FOLLOW THE METRICS, AND YOU’LL UNDERSTAND MISSOURI’S SPECIAL APPEAL AS A PLACE TO CONDUCT BUSINESS. BY SOME MEASURES, NOTHING COMES CLOSE.



PUBLISHED AUGUST 2023

One would have to be a certified, pocket-protector-wearing nerd to know offhand the name of Frank Hachman. But we can’t think of a better friend to site-selection consultants than this former University of Utah economist.

Nearly 30 years ago, he developed what’s known as the Hachman Index, which draws on metrics such as gross domestic product and employment to measure the mix of industries present in a particular region of the country.

As of its last update, the state sitting atop the index as having the nation’s most diverse business ecosystem was … Missouri. And from that diversity comes economic strength. 

A separate tool of data crunchers, known as the Herfindahl-Hirschman Index, also measures various concentrations in a given state using different metrics. That, too, gave Missouri Top 20 recognition, ranking No. 16 among states. One key driver of that scoring is the number of industries that each account for at least 5 percent of state GDP. 

Missouri had nine of them, led by: professional and business services, then manufacturing. While those two super sectors accounted for more than one-fourth of state GDP—suggesting something other than sector diversity—seven others weighed in to give the state a strong base with which to stand against economic disruption.
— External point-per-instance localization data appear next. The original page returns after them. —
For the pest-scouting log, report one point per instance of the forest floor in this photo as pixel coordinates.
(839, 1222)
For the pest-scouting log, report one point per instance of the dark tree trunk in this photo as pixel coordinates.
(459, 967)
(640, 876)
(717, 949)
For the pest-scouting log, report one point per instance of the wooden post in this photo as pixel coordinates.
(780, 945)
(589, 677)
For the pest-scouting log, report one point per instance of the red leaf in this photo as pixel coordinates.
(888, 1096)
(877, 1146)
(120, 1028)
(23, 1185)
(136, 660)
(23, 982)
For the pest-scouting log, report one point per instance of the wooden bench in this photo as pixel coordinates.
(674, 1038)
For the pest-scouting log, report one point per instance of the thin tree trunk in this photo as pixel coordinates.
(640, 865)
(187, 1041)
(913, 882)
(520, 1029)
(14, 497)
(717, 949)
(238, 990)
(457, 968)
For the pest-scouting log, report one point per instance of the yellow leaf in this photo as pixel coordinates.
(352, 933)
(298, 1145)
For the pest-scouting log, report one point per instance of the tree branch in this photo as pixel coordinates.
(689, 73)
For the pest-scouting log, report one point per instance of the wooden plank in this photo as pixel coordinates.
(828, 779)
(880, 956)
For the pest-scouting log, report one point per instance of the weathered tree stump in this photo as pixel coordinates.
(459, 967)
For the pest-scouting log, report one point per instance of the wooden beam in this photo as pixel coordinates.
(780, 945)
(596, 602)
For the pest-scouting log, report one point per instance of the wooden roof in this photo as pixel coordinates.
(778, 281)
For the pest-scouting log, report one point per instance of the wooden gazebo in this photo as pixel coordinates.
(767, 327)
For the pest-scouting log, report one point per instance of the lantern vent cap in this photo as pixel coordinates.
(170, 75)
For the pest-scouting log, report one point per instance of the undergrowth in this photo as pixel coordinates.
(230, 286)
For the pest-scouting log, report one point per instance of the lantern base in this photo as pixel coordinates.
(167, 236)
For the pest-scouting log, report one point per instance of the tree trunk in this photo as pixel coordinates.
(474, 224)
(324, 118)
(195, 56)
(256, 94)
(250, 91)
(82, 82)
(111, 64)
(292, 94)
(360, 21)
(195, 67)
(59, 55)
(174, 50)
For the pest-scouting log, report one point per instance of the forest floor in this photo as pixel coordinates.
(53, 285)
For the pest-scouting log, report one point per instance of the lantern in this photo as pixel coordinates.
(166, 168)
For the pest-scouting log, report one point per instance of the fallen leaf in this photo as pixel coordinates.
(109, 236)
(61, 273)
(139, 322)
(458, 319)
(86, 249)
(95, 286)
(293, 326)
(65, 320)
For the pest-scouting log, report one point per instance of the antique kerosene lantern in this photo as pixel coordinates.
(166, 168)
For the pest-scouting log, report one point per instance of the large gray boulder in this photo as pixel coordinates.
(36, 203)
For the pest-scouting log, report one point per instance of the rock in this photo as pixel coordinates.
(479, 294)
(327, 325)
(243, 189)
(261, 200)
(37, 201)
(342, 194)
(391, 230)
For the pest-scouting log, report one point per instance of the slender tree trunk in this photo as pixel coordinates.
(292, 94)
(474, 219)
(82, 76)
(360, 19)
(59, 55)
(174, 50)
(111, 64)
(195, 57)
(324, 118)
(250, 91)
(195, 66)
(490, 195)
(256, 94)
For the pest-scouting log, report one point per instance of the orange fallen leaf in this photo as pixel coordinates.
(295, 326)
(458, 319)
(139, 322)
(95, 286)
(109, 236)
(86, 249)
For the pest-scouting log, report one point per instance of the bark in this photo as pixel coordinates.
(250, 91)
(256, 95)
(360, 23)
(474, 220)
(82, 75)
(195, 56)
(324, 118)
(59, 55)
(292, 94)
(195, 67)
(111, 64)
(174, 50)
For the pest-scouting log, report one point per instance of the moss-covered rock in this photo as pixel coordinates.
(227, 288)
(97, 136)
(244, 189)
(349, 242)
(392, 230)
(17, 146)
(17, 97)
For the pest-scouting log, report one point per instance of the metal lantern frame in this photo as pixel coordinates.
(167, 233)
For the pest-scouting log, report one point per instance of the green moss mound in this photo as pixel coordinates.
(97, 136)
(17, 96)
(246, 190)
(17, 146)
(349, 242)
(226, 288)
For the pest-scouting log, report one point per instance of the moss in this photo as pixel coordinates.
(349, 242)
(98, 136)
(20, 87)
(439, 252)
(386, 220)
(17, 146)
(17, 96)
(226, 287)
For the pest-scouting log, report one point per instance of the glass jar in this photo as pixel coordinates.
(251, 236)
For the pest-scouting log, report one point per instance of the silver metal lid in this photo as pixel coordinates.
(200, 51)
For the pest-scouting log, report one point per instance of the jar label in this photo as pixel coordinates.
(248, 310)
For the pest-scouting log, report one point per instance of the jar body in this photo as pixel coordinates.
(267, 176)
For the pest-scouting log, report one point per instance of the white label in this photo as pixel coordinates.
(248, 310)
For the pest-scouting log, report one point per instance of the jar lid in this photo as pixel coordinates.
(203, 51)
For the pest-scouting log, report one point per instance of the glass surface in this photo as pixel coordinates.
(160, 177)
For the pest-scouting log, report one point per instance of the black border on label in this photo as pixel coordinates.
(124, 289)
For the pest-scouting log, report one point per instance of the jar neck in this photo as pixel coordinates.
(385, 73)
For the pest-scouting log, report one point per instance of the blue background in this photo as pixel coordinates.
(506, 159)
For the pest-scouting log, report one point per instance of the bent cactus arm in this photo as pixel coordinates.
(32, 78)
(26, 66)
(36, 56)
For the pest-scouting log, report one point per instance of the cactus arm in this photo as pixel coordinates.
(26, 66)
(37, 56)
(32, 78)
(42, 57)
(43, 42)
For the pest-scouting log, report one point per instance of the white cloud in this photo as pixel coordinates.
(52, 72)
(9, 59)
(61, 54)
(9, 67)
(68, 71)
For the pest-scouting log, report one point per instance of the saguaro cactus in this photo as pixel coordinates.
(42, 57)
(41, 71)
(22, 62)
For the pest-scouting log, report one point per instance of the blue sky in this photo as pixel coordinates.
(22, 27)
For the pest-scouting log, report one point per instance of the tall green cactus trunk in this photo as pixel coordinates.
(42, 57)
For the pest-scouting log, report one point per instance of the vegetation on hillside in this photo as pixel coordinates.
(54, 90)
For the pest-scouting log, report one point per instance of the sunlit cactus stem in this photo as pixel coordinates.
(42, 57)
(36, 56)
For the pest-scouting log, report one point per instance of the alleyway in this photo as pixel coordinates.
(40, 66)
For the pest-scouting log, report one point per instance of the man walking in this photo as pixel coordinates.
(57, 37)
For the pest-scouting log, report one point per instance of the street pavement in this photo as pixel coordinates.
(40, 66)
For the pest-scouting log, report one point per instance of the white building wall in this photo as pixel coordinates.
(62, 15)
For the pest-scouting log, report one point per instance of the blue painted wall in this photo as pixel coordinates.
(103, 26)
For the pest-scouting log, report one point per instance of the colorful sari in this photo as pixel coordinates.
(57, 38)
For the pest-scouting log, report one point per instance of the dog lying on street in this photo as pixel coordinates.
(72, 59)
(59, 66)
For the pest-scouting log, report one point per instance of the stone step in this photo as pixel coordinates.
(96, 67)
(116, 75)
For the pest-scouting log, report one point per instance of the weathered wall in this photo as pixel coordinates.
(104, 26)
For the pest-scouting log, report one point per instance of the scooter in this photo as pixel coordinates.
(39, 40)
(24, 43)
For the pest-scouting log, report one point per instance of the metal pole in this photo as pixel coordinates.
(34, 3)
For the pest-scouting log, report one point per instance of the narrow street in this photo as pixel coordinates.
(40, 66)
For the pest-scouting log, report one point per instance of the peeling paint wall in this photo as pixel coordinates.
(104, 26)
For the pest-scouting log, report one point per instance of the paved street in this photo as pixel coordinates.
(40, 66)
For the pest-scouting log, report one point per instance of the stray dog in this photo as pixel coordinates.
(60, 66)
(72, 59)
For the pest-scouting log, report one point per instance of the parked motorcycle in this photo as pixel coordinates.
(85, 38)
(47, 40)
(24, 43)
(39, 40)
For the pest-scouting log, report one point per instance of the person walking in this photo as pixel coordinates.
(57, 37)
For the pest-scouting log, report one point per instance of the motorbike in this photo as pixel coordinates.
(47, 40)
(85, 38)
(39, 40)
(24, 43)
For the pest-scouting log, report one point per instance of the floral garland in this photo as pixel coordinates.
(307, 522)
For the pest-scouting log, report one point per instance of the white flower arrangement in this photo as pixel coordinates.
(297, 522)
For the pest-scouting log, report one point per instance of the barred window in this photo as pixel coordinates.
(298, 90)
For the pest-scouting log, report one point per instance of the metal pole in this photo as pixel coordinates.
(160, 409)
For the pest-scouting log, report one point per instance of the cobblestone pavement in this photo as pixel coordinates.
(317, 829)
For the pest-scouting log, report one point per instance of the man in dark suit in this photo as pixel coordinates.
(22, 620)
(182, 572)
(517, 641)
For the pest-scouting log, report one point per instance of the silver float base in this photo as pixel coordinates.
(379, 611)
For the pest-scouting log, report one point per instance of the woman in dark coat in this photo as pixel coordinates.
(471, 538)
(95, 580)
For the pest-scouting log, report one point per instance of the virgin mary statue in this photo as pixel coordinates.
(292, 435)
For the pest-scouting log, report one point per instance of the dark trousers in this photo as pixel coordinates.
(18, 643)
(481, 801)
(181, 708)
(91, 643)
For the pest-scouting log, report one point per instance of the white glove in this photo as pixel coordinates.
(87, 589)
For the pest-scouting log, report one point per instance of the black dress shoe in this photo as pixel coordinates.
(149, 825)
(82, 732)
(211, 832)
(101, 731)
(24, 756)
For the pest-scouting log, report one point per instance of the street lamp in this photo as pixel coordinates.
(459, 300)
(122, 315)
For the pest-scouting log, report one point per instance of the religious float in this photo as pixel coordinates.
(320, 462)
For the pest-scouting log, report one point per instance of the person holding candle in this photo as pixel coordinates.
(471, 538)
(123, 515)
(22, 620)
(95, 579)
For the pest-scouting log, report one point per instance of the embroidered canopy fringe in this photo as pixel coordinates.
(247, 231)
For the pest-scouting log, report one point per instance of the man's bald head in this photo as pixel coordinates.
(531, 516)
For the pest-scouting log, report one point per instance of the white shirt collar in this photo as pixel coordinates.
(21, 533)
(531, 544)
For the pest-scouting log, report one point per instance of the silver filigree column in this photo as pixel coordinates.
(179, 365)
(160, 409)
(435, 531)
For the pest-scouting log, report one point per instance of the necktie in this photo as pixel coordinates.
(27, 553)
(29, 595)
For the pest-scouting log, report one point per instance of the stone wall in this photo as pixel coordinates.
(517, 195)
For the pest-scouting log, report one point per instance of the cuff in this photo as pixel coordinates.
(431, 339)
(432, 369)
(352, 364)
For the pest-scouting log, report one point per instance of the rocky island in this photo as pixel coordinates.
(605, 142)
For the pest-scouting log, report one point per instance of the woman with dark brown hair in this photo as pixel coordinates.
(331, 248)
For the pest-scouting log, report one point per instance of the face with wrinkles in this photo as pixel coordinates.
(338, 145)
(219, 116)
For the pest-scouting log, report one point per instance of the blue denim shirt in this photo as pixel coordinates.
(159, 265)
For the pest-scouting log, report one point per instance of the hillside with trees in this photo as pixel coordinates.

One reason for that is the presence of two industrial hubs in Kansas City, the state’s largest city, and St. Louis, the most populated metropolitan area. If they were to be considered 1A and 1B, then Springfield has a claim to No. 2, if not 1C. The three form a metropolitan triangle through the center of a state that excels in logistics, agribusiness, aerospace and vehicle manufacturing, chemicals, transportation equipment, printing, publishing, and alcoholic beverages.

Add all that up, and you get the nation’s 22nd-largest state, measured by Gross Domestic Product. In Missouri’s case, that figure is $295.73 billion in inflation-adjusted dollars. The state figure was up 4.6 percent between 2020 and 2021, while the national figure was 5.7 percent, with each figure somewhat overstated because of the depressing effects of the global pandemic year. 

What about the start-up prospects? The most recent state rankings by Forbes put Missouri at No. 15 for entrepreneur-friendliness. Among the eight border states, only Illinois ranked higher, a status that might be owed to the lack of a business-tax component in that magazine’s rankings.

The Show-Me State prides itself in being a cradle of entrepreneurship; companies with global reputations like H&R Block, Anheuser Busch, and Hallmark were all started here, and national brands with their roots here include Bass Pro Shops, Build-a-Bear Workshops, Edward Jones and Centene.  

With its tax structure, Missouri falls just outside the Tax Foundation’s Top 10, largely on the strength of a 4 percent corporate tax rate. Combined with a top individual rate of 5.4 percent, the state and local tax burden came to 9.2 percent. 

The statewide sales tax rate is 4.225 percent, while the average across hundreds of various taxing jurisdictions sits at 4.06 percent, yielding a combined burden of 8.29 percent on taxable transactions. It also ranks low on fuel tax, at 19.92 cents a gallon, good for 46th nationally, and is dead last in cigarette taxes, at 17 cents a pack. Property taxes? State and local per-capita levies there came to $1,114, with homeowners, on average, paying 1.01 percent of their house’s value in local property taxes.

With per-capita tax collections of just $2,447, Missouri ranked well down the list of most onerous tax structures at No. 45.